Let $A$ be an arbitrary $n\times n$ matrix over $\mathbb{C}$ and define the linear transformation $T:F^{n\times n}\rightarrow F^{n\times n}\text{,}\quad T(B)=AB-BA$.
I want to prove that $\dim \operatorname{Im}(T)\leq n^{2}-n$
The rank nullity theorem gives $\dim\operatorname{Im}(T)=n^{2}-\dim \operatorname{Ker}(T)$, so this is equivalent to proving that $\dim \operatorname{Ker}(T)\geq n$, i.e. the subspace of matrices commuting with $A$ is at least $n$ dimensional.

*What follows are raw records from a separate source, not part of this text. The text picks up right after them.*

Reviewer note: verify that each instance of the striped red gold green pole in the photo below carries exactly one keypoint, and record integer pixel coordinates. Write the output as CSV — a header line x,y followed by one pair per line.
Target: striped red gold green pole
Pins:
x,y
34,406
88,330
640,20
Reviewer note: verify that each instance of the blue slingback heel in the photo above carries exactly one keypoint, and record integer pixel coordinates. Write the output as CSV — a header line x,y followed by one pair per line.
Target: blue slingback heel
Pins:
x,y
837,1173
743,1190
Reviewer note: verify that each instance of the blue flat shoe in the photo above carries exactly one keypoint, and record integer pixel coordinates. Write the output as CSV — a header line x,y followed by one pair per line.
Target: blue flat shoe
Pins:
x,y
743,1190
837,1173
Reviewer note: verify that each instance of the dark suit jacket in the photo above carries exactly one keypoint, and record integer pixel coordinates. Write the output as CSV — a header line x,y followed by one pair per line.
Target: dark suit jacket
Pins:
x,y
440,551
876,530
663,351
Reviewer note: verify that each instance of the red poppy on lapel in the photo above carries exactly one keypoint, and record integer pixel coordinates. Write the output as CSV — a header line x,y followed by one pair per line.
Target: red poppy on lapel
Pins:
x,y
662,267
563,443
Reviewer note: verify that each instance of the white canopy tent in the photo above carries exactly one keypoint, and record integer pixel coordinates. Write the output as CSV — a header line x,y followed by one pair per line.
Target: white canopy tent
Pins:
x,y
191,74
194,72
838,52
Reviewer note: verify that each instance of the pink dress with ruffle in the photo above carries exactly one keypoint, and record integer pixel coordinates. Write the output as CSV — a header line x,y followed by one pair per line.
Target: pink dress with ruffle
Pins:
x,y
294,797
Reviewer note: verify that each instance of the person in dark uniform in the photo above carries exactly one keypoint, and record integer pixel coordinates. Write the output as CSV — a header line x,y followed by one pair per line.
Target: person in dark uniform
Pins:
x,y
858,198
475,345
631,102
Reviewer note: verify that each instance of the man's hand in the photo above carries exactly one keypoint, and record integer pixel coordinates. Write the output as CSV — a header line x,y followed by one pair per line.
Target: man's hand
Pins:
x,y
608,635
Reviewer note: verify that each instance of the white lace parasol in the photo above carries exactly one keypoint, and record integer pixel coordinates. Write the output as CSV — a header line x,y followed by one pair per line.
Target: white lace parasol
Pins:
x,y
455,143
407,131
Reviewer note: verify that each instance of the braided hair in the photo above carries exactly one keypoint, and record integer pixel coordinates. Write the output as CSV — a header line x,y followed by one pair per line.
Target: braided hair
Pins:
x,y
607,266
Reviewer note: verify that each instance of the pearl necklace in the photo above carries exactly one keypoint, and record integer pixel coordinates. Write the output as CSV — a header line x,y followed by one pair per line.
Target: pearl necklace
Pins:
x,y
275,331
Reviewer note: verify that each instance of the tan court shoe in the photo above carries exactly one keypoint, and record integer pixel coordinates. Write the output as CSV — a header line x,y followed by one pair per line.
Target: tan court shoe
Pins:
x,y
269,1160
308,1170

In the case that $A$ is diagonalizable, it isn't too hard to show that $n\leq \dim\operatorname{Ker}(T)\leq n^{2}$, the minimal case occuring for $A$ having $n$ distinct eigenvalues (in this caase the kernel is the subspace of diagonal matrices), and the maximal case provided by $A=I$.
It is the general/non diagonalisable case I'm not sure on, and any hints or pointers would be appreciated.
I'm not sure how relevant it is, but by noting that $T(A)=T(0)=0$, while $A\neq 0$ in general we see that $T$ is not injective, so $\det T(B)=0$.